Stephen Layton/
Britten Sinfonia
Polyphony
HYPERION/CDA67449先日ご紹介した「テンプルのヴェール」では、会場となったテンプル・チャーチで音楽監督を務めるスティーヴン・レイトンが、あのタヴナーの途方もない作品の音楽面での責任を一手に引き受けて八面六臂の活躍をしていたのは、まだ記憶に新しいところです。揚げ物までは手が回らなかったようでしたが(それは「
テンプラ・チャーチ」)。このレイトンという合唱指揮者は、ひところのトヌ・カリユステのように、現在の合唱界に於いては最も忙しい指揮者の一人なのではないでしょうか。そのテンプル・チャーチでの演奏にも参加していた「ホルスト・シンガーズ」だけではなく、「オランダ室内合唱団」や、「デンマーク国立合唱団」といった実力も実績も飛び抜けている名門団体で首席指揮者などのポストを努めているのですから。そこにさらに、本命として、彼自身が創設した「ポリフォニー」が加わります。ちょっと頭の薄いおどけた容貌とは完璧に相容れない、透明で精緻な高水準の音楽を、その全ての団体から引き出しているレイトン、彼によって活性化された合唱シーンからは、ひとときも目を離すことは出来ません。
その「ポリフォニー」を率いてのアルバムは、
1943年生まれのアメリカの作曲家、モートン・ローリドセン(「ラウリドセン」という表記もあります)の作品集です。

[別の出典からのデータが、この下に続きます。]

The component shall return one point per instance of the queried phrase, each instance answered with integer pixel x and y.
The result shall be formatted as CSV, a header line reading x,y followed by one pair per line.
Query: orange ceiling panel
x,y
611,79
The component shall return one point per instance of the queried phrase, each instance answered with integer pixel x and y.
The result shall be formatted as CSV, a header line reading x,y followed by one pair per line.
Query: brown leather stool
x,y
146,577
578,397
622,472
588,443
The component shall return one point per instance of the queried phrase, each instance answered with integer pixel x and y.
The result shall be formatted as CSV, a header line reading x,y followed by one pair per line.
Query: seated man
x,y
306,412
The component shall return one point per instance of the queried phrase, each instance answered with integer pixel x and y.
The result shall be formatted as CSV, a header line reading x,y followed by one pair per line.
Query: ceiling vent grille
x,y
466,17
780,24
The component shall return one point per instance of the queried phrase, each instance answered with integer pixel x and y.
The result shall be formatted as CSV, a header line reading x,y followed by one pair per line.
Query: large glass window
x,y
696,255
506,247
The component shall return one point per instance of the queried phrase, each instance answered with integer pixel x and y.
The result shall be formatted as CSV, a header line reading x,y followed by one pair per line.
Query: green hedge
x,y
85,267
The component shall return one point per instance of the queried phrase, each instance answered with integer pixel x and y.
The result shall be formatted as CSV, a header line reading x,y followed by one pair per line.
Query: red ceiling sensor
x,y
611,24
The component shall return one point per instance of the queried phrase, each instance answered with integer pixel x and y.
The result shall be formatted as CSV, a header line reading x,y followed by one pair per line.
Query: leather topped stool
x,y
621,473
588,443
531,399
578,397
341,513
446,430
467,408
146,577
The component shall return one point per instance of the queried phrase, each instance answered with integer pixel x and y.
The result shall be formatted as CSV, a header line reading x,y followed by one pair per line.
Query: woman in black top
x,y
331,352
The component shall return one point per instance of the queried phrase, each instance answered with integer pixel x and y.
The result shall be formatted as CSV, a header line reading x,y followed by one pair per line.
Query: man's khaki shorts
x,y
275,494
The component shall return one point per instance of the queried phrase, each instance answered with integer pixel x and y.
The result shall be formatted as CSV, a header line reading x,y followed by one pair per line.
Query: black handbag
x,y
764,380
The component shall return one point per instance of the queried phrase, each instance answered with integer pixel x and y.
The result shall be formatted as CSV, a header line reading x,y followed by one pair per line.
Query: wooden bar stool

この作曲家の名前は、かつて前任者が紹介してくれた
クリスマスアルバムの中の「
O magnum mysterium」の作者として、記憶の片隅にはあったものですが、このようなフルアルバムを聴くのは初めて、写真で実際の髭もじゃの顔を見たのも初めてです。
タイトルの「
Lux aeterna」という、切れ目なく演奏される5つの部分からなる作品は、テキストの構成といい、母親が亡くなったことが作曲の動機になっていることといい、実質的には「レクイエム」と変わらないものです。室内オーケストラの伴奏が入った
30分ほどの、何となくフォーレあたりと似通ったテイストを持つ曲ではありますが、最後の最後に「
Alleluia」などという歌詞を入れて明るく終わるというあたりが、やはりアメリカ人の感性なのでしょうか。3曲目の「
O nata lux」というテキストの、無伴奏で歌われる部分が魅力的です。というより、元のスコアのせいなのか、ここでの演奏者のせいなのかは分かりませんが、オーケストラのパートがなぜか生彩を欠いていて、せっかくの合唱の足を引っ張っているように感じられてしまうのです。オーボエソロのセンスのないこと。
ですから、本当に楽しめるのは、そのあとに入っている無伴奏の曲。「6つのマドリガル」という、イタリア・ルネッサンスの詩に曲を付けたものは、あえてルネッサンスの模倣の道を取らない印象派風の響きが素敵です。そして、最もこの合唱団の「すごさ」が分かるのが、最後に演奏されている3つのラテン語によるモテットです。「
Ave Maria」、「
Ubi caritas et amor」、そして、最初に述べた「
O magnum mysterium」、いずれの曲でも、各パートがそれぞれにとんでもないメッセージを発信しているのに、それと同時に全体の響きが完璧に均質化されているという、理想的な合唱の姿を見ることが出来ます。そして曲の最後、ドミナント→トニカという解決のなんと美しいことでしょう。思い入れたっぷりに伸ばされたドミナントに続く、「音」と言うよりは「気配」と呼ぶにふさわしい、ほとんど静寂に近い極上のピアニシモのトニカ、「感動」とは、こういうものを聴いたときに用意されている言葉に他なりません。